American writer (1911–1974)

John McCarten (September 10, 1911, Philadelphia, Pennsylvania - September 25, 1974, New York City) was an American writer who contributed about 1,000 pieces for The New Yorker, serving as the magazine's film critic from 1945 to 1960 and Broadway theatre critic from 1960 to 1967.

McCarten was born in Philadelphia into an Irish-American family.

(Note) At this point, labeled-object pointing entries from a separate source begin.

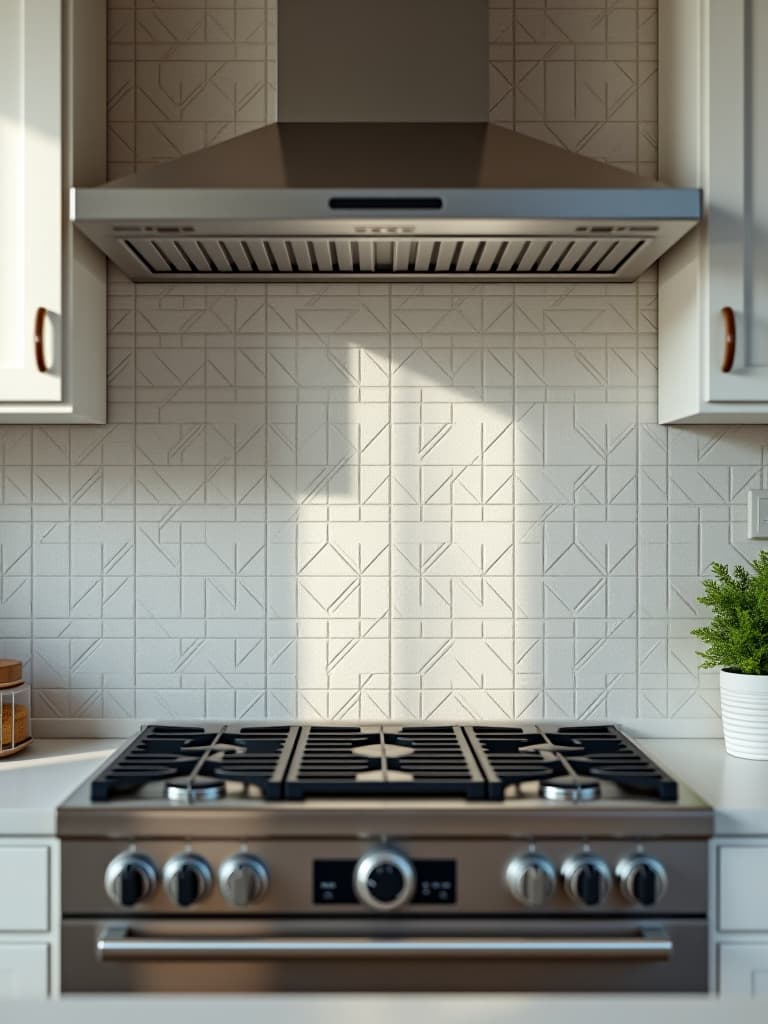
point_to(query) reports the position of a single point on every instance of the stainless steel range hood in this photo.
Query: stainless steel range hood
(364, 178)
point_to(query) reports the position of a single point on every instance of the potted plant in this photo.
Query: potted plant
(736, 641)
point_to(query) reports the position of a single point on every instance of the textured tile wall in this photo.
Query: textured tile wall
(371, 501)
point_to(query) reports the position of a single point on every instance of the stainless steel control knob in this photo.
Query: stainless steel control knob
(531, 880)
(641, 879)
(243, 880)
(384, 880)
(130, 879)
(587, 879)
(186, 879)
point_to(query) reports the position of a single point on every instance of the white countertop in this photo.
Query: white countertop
(34, 782)
(736, 788)
(383, 1009)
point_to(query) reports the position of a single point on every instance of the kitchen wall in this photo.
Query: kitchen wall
(371, 501)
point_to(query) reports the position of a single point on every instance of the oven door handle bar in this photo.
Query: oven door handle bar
(121, 944)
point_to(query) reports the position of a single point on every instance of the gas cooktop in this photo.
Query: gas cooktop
(192, 764)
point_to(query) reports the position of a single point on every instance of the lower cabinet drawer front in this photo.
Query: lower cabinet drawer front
(743, 969)
(742, 892)
(24, 971)
(24, 894)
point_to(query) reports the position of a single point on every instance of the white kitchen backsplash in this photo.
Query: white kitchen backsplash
(371, 501)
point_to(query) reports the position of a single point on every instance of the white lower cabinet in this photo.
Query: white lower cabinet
(743, 969)
(738, 955)
(24, 970)
(30, 918)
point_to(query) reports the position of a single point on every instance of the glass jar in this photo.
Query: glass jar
(15, 715)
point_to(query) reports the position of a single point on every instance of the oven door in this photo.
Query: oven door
(450, 954)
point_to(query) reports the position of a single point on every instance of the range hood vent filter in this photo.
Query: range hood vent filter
(412, 258)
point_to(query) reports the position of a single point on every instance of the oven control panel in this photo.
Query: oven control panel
(383, 883)
(360, 877)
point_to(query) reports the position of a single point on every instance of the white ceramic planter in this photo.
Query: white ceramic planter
(743, 701)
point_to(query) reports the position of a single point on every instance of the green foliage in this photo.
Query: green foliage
(736, 637)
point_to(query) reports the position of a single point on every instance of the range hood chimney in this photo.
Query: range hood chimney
(383, 166)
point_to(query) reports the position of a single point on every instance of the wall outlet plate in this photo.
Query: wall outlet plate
(757, 515)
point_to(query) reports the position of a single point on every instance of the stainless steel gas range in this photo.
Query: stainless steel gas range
(416, 857)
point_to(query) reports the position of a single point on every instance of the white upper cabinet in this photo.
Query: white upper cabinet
(713, 292)
(52, 281)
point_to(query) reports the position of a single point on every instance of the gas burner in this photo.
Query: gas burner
(570, 788)
(195, 791)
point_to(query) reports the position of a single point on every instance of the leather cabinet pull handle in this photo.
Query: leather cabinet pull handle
(729, 351)
(39, 351)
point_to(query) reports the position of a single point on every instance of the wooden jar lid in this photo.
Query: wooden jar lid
(10, 672)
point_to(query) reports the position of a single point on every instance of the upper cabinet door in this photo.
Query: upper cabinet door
(713, 110)
(52, 286)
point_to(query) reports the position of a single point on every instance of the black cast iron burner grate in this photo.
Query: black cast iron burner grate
(388, 761)
(251, 756)
(510, 756)
(292, 762)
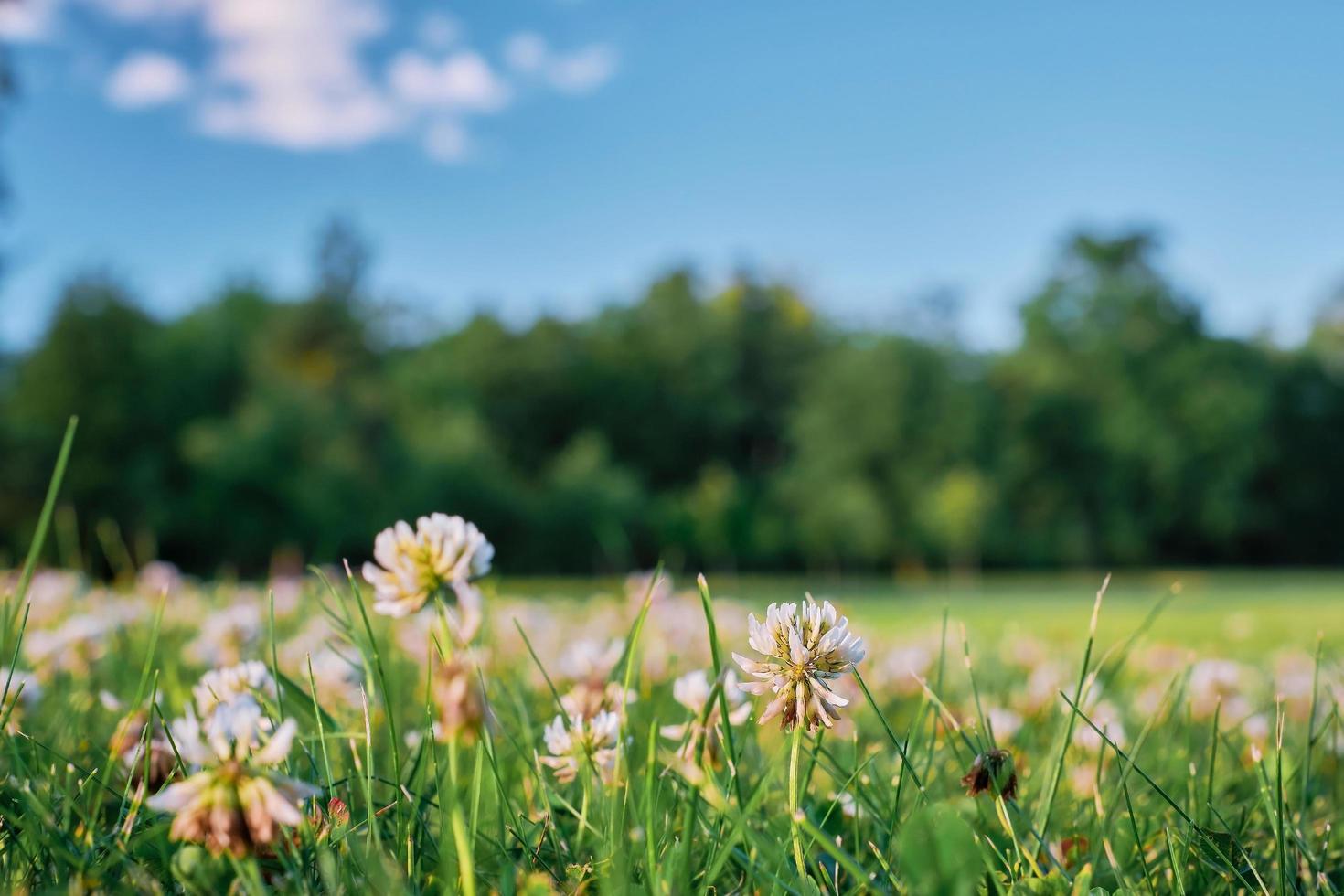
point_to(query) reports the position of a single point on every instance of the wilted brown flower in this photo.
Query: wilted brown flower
(992, 773)
(325, 819)
(235, 804)
(459, 698)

After serving in the Merchant Marine, he started writing for American Mercury, Fortune, and Time during the 1930s.

In 1934, he joined The New Yorker and began contributing satirical short stories and irreverent profiles. He became the magazine's regular film critic in 1945, employing a writing style that tended to be terse and was often condescending. He gained a reputation as something of a nemesis of Alfred Hitchcock in particular, whose films McCarten regularly panned. The screenplay for the 1956 British romantic comedy film The Silken Affair was adapted from an idea by McCarten.

In 1960, McCarten switched to theatre criticism, where he was no less tough; on one occasion, theatrical producer David Merrick had McCarten barred from the opening night of Do Re Mi.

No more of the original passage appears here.